My name is Kiara Page and I’m a senior at Barringer High School. After I graduate this month, I’ll begin the Educational Opportunity Fund program at Montclair State University, where I’m going to study psychology. When I think about my high school experience, three words come to mind — exciting, busy, and educational. These past four years have connected me to other students, to my passion for social justice and youth advocacy, and, most importantly, to my future as a college student — the first in my family.

They say it takes a village, and it’s true. As a first generation college student like me, you need a large support system to make it through high school, navigate the college application and enrollment processes, and feel prepared for the future. For me, this support system was both inside and outside of Barringer. For three years, I was part of the Sadie Nash program – a sisterhood academy where I learned about social injustice, how to be a leader, and, through Nash U, the different types of scholarship and grant opportunities available to students. Through the Gem Project, I expanded my passion for social justice. After studying mass incarceration and the school to prison pipeline, I created an art installation and hosted an art gallery with my peers where we had an open discussion about the art and the social justice topics. This helped me to build friendships and bonds and strengthened my village. I was also part of Newark Youth Court, dealing with actual students and issues like truancy. This helped me realize that everyone doesn’t go through the same thing. People have different experiences and traumas, but it’s important to bring people together and try to understand.

Outside of school and my after-school activities, my parents helped round out my village. I’m so glad that my Mom was involved. She attended every conference and meeting and advocated for me and for my future. This made me realize how much she cares about what I’m doing in life. Also, my mom was a role model for other parents. She became part of their village, and motivated other parents to get involved and learn more about the school and what’s going on.
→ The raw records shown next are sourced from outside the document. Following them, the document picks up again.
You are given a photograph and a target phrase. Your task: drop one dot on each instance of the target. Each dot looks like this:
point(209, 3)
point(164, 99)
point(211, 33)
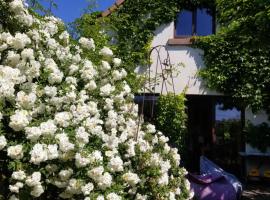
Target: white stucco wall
point(186, 76)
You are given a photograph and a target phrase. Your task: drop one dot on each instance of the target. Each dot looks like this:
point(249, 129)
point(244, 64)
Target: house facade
point(214, 130)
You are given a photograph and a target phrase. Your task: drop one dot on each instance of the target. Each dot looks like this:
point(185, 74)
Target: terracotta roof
point(112, 8)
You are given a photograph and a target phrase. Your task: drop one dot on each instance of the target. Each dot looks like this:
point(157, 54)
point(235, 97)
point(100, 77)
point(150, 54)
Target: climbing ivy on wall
point(236, 57)
point(132, 26)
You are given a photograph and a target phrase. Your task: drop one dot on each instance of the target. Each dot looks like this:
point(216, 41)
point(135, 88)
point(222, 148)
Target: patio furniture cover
point(214, 183)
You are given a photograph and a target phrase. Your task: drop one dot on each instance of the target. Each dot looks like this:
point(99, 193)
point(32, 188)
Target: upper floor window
point(200, 22)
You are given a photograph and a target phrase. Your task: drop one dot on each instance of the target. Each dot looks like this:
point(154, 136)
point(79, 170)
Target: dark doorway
point(214, 131)
point(200, 122)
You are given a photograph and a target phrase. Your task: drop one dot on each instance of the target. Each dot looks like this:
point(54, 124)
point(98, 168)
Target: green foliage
point(237, 57)
point(258, 136)
point(131, 29)
point(37, 6)
point(171, 119)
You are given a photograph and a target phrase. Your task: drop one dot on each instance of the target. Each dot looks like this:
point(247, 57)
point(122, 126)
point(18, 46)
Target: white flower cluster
point(70, 123)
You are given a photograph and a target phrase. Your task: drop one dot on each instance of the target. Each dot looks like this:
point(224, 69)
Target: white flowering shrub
point(69, 129)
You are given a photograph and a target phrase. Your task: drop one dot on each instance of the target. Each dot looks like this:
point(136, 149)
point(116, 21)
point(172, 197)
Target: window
point(199, 22)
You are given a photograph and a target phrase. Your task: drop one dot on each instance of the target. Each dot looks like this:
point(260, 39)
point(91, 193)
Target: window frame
point(194, 22)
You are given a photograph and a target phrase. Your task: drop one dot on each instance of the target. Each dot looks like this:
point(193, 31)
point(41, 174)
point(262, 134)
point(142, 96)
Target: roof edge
point(113, 8)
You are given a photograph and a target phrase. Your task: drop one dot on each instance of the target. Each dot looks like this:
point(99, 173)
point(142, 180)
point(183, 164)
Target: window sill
point(180, 41)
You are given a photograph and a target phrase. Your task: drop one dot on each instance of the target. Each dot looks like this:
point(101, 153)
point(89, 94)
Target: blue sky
point(69, 10)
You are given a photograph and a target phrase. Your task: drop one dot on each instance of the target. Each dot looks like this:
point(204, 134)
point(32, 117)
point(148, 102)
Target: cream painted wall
point(186, 76)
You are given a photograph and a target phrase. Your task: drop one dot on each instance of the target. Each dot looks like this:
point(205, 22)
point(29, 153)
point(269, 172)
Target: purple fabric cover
point(211, 187)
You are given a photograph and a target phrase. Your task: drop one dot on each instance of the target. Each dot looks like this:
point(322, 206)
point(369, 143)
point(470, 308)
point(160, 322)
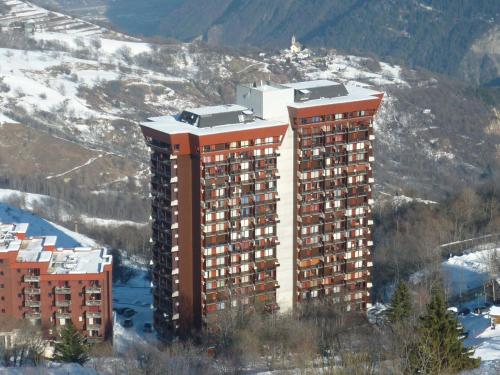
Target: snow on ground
point(51, 368)
point(482, 337)
point(466, 272)
point(94, 221)
point(135, 294)
point(29, 200)
point(6, 120)
point(88, 162)
point(41, 227)
point(400, 200)
point(350, 68)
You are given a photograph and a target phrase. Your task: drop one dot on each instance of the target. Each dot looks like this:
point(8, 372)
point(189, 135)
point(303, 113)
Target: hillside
point(77, 100)
point(459, 38)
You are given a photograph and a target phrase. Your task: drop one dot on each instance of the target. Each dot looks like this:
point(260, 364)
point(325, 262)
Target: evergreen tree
point(439, 348)
point(400, 307)
point(72, 346)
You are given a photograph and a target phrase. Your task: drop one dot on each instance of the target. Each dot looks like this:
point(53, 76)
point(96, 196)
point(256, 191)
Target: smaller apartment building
point(53, 286)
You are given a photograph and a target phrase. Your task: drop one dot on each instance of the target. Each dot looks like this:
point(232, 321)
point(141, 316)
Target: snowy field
point(464, 274)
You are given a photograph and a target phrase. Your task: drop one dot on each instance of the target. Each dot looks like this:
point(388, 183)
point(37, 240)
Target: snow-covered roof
point(495, 310)
point(355, 94)
point(212, 110)
point(171, 125)
point(311, 84)
point(79, 260)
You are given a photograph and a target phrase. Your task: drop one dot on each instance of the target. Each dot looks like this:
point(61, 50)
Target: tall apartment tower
point(266, 201)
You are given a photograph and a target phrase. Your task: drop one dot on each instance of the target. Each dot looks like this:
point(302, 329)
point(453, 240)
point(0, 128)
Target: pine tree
point(439, 348)
point(400, 308)
point(72, 346)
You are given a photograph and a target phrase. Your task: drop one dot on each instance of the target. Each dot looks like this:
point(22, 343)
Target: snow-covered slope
point(41, 227)
point(94, 89)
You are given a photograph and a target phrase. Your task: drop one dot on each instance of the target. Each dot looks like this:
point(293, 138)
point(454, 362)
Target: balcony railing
point(32, 303)
point(65, 315)
point(93, 289)
point(31, 279)
point(32, 315)
point(62, 290)
point(32, 291)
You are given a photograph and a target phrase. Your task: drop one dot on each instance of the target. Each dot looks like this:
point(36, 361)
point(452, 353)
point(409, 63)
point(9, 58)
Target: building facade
point(265, 202)
point(53, 286)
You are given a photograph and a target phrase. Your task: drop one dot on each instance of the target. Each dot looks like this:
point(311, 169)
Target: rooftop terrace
point(80, 260)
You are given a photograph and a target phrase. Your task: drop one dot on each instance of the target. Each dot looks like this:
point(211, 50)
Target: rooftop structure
point(53, 286)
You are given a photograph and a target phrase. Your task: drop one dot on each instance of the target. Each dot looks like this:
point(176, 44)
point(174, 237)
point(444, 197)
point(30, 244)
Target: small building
point(495, 314)
point(53, 287)
point(295, 47)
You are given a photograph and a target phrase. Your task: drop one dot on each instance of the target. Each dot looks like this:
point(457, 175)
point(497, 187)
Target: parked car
point(119, 310)
point(128, 312)
point(464, 311)
point(148, 327)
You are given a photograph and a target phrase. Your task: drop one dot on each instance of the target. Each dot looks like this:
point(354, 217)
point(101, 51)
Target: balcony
point(32, 315)
point(32, 291)
point(63, 315)
point(62, 290)
point(32, 303)
point(31, 279)
point(64, 303)
point(95, 339)
point(93, 290)
point(93, 327)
There is a sense of urgency in the country today, especially among young people like me. We are the next generation. Students complain about politics, our leadership, and the state of education. But they’re not as involved as they could be to make a difference. We can all take action in different ways, even if it just means spreading information, attending a protest or an event, and using your social media platforms to speak your mind. We need to motivate all young people to take those steps and most importantly, to vote.  I’m registered to vote and I’ve already voted — in the Newark Board of Education election this past April.

I am so grateful to be able to participate in Project Ready’s #1000CarePackages initiative and give back to the village that has shaped who I am today. I hope I can make a difference and help make our city, state, and our country a better place in the future. I’m ready for college, and ready to tackle my future and turn my passion for social justice into action.